Still, this change is to be expected, as the romantic image of the lone animator is all but dead. After all, “Ren & Stimpy” creator John Kricfalusi tried to rebel against his employers at Nickelodeon, and look how many episodes of “Ren & Stimpy” were produced this year. That’s right, zero.
In the end, the decision to offer “South Park” episodes online to be streamed for free was made by Parker and Stone as well as by Comedy Central – which is a division of MTV Networks, which, in turn, is a unit of Viacom – jointly. Along with all the corporate ties go all the corporate obligations. Parker and Stone are no longer young 20-somethings trying to get noticed.
As such, Viacom must adhere to previous contractual agreements.
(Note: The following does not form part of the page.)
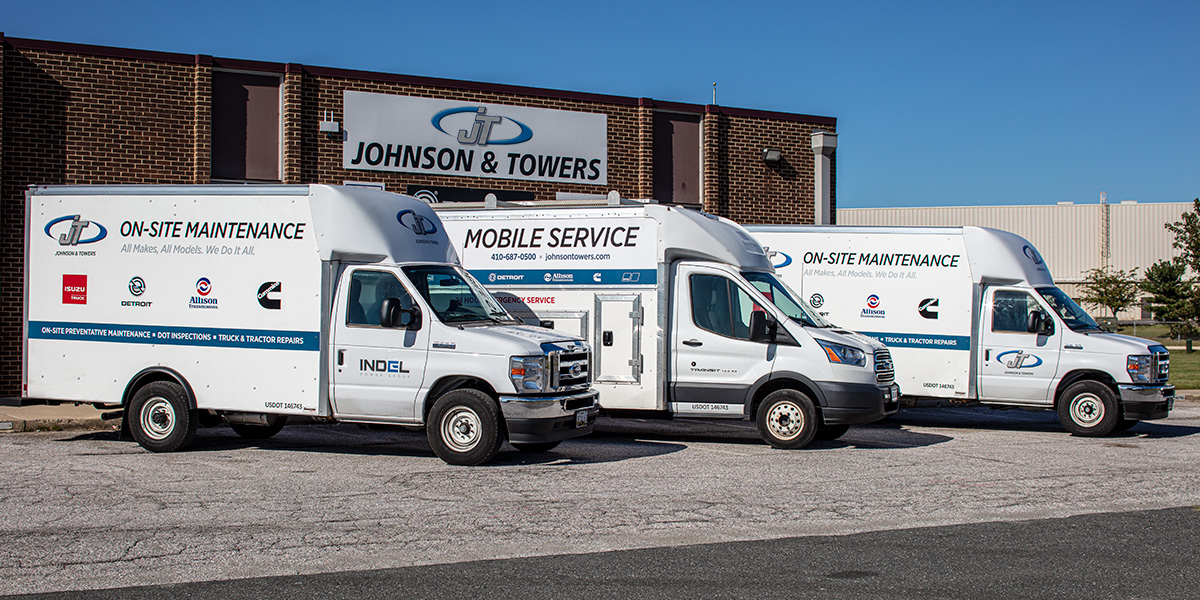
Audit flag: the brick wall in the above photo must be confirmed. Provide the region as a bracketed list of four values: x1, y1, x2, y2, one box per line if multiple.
[0, 35, 836, 396]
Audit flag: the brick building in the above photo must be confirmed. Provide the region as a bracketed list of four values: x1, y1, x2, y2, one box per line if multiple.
[0, 34, 836, 397]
Episodes are illegal to stream from www.southparkstudios.com in such markets as the United Kingdom and Australia. Stateside, new episodes cannot be streamed until a month after they air.
In the end, the sacrifices that Parker, Stone and Viacom have had to make in order to stream full “South Park” episodes legally online are relatively small compared to the service they have provided to their fans. Unarguably, the presentation of online “South Park” episodes has shortcomings. Still, given the fact that South Park Digital Studios has made a tremendous outreach to “South Park” fans by providing this service, it is likely that if fans demand a better presentation, South Park Digital Studios will be there to answer.